No ransom. No message.
“This isn’t a kidnapping for money,” he muttered.
Clark turned toward him. “And not for personal revenge.”
Vincent nodded. “It’s a transfer.”
That single word changed everything.
A transfer meant Evan wasn’t the final target.
He was only a transit object.
“In that case,” Clark said quietly, “the one who benefits is the party that wanted Evan to change hands without appearing to be the perpetrator.”

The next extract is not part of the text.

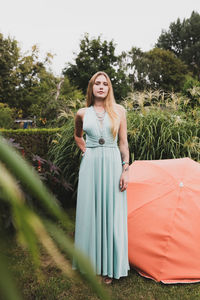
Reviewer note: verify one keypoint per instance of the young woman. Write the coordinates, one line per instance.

Vincent exhaled slowly. “And as long as Nyla is busy accusing you, and Elara is busy attacking Nyla… that party stays completely invisible.”
Selena’s name was not spoken.
It didn’t need to be.
It hovered in the air like a shadow no one was ready to acknowledge.
In the room, Evan had finally fallen asleep, his breathing still uneven. Nyla sat in the chair, staring at his face as if afraid he might disappear again if she looked away for too long.
Her phone vibrated.
A message from Vincent.
We found something. Not Clark. There’s a third party. Early evidence.
Nyla read the sentence several times.
Not Clark.
Part of her wanted to feel relieved.
Another part felt nauseous.
Because if Clark wasn’t the mastermind—then she had attacked someone who might have been standing on the same side as her all along.
And while they fought, someone else was winning.
Elsewhere, Selena sat in a windowless room, listening to a brief report with a neutral expression.
“Internal conflict is escalating,” said the voice across the table. “Their focus is divided.”
Selena nodded slightly. “As expected.”
“No indication they suspect the administrative channel?”
“Not yet,” Selena replied. “They’re too busy defending their own narratives.”
She closed the folder in front of her.
The best war, she thought, is one where the enemy chooses the wrong target.
Back at the hospital, Clark stood at the doorway of Evan’s room. He didn’t enter. He only watched Nyla from a distance—her face exhausted, wounded, but still standing.